Carl SCHMITT macht in Land und Meer. Eine weltgeschichtliche Betrachtung zwei mögliche Formen der historisch gewordenen menschlichen Existenz aus: die der See- und Landmacht61. Die klare Rollenzuweisung Deutschlands sieht Michael SALEWSKI allerdings einer traditionellen Definition62 des Begriffs 'Seemacht' geschuldet: in Anknüpfung an den berühmten Seekriegstheoretiker Alfred T. MAHAN63 (1840-1914) und dessen Werk The Influence of Seapower upon History 1660-1793 64 gilt 'Seemacht' nicht als die bloße maritime Handlungsfähigkeit der Flotte eines Landes.
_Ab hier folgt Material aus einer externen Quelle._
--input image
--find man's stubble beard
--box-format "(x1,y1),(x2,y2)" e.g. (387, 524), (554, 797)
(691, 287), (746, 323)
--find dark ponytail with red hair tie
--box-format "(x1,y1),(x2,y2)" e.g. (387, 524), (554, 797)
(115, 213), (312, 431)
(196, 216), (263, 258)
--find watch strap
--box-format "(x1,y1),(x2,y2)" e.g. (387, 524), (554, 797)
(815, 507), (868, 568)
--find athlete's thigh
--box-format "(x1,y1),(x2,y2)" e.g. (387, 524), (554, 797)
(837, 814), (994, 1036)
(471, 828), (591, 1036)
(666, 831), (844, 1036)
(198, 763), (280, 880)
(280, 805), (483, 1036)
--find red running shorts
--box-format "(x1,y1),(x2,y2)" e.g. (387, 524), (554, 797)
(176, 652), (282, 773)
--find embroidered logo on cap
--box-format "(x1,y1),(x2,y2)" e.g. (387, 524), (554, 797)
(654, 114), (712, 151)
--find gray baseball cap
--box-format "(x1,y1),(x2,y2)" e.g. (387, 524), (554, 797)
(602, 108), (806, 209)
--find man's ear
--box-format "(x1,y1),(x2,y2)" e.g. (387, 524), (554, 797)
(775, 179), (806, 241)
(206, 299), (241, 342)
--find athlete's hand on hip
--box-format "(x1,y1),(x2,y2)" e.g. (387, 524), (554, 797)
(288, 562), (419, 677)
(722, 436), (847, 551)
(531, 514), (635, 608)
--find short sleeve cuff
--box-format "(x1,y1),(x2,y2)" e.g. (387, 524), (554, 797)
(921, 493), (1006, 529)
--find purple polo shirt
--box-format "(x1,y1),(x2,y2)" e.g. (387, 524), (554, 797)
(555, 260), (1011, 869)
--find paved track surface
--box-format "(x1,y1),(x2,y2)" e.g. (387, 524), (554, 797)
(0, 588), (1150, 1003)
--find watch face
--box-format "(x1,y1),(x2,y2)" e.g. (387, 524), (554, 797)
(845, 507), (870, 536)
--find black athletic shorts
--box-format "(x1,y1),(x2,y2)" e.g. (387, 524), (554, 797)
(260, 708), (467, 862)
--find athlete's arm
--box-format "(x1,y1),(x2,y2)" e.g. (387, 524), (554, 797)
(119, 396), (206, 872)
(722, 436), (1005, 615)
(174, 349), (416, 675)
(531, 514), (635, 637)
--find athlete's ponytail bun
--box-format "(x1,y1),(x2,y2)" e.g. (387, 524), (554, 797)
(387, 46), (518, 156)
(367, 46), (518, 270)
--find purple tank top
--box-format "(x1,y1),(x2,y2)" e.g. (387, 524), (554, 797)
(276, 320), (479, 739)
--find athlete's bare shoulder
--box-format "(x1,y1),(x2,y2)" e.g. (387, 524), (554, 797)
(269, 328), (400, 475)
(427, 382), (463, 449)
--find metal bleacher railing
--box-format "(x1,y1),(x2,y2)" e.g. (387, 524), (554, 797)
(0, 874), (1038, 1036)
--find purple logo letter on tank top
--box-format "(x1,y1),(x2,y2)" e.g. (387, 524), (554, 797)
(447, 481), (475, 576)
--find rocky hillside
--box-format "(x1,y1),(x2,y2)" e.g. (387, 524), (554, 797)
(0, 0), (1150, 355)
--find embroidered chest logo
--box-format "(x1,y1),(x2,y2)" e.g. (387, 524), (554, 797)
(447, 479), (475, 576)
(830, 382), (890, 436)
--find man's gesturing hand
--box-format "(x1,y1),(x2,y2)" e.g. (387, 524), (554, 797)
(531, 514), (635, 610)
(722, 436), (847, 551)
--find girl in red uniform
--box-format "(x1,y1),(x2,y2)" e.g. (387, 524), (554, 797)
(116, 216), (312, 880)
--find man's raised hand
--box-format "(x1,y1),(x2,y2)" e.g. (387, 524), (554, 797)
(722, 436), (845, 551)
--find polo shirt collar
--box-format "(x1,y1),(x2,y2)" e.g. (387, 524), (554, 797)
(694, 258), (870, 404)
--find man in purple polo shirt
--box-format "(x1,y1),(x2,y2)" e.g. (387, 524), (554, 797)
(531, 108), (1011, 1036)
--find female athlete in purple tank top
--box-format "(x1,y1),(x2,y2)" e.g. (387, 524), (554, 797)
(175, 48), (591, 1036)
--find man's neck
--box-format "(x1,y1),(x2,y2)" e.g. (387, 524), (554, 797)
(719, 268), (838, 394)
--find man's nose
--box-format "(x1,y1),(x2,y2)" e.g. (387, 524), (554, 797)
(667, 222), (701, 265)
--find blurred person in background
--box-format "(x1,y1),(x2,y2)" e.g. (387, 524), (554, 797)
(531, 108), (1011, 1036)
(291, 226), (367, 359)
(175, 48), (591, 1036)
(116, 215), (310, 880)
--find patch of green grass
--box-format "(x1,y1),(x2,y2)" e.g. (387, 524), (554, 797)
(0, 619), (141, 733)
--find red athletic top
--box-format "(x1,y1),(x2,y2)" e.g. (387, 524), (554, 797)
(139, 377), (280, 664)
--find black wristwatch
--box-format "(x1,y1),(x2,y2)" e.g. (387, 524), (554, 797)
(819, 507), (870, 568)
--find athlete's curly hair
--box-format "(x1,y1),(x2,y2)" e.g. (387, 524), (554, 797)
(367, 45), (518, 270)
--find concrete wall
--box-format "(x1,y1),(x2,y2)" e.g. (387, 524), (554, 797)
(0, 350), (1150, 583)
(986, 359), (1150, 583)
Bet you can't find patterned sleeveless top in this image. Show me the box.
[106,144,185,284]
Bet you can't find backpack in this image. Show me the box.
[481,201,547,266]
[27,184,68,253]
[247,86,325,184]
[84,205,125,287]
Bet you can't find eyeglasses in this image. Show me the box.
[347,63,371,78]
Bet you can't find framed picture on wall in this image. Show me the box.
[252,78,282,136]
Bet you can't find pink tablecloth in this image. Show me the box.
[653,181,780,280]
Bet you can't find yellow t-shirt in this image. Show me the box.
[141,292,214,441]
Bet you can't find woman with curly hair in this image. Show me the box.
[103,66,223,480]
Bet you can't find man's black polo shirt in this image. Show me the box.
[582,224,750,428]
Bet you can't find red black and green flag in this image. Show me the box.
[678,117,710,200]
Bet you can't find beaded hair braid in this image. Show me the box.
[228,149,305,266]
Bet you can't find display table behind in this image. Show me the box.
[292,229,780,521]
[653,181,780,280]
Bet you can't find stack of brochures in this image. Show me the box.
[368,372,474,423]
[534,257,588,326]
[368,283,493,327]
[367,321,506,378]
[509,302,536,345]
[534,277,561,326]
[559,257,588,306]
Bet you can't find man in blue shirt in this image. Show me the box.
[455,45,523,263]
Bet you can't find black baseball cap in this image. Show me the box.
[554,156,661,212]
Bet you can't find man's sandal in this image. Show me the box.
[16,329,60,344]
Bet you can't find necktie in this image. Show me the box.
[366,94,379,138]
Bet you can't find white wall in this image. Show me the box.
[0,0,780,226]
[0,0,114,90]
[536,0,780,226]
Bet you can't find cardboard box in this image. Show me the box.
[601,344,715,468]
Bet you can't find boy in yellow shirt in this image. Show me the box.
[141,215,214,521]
Vielmehr wird der Begriff auch als Staatswesen verstanden. ‚Seemacht’ charakterisiert demnach einen Staat, welcher, so Jörg DUPPLER, „der See einen hohen Stellenwert in der Planung seiner Gesamtpolitik beimisst“ 65. Damit eng verknüpft oder nahezu identisch ist der Begriff vom ‚Meeresbewusstsein’. Definieren lässt dieser sich als die Einsicht, welche sich aus dem Zusammenwirken von technischen Möglichkeiten, Seewegen und geographischen Positionen ergibt66.
Laut Golo MANN brachte das 18. Jahrhundert dann die Überlieferung vom deutschen Zukurzkommen in der Besitznahme der Meere67. Den gleichsam weltgeschichtlichen Gegensatz von Binnen- und Meeresklima als Boden einer politisch-kultureller Grundverfassung bringt Uwe JENISCH auf eine bündige Formel: „Während die zentralistischen Kontinentalmächte auf territoriale (kontinentale) Ausdehnung, auf Armee und Bürokratie sowie Monarchie und Ideologie setzen, bevorzugen die Seemächte parlamentarisch-demokratische und dezentrale Regierungsformen. Sie setzen auf Gewaltenteilung und auf Gleichgewicht, auf Kooperation und Freihandel, auf Schiffahrt und Marine, auf Forschung und Technologie“ 68. An das Deutschland der Duodezfürstentümer dachte hier niemand. Deren kontinentale Selbstbezogenheit schien vielmehr in einen Muff der Rückständigkeit zu geraten69. Die Isolation des Alten Reiches illustriert auch Edward WEGENERS70 Konzept 'Seemacht' als das Produkt der Variablen von Flotte, notwendiger materiell-institutioneller Basis und des 'maritimen Bewusstseins'. Tendiert ein Faktor gegen Null, ist das Produkt gleichfalls Null. ‚Schicksalsbestimmend’ wurde diese Formel für die deutsche Geschichte der vergangenen beiden Jahrhunderte nur selten. Ein näherer Blick in die außenpolitischen Konstellationen vor und nach der Gründung des Deutschen Bundes im Jahre 1815 zeigt dies.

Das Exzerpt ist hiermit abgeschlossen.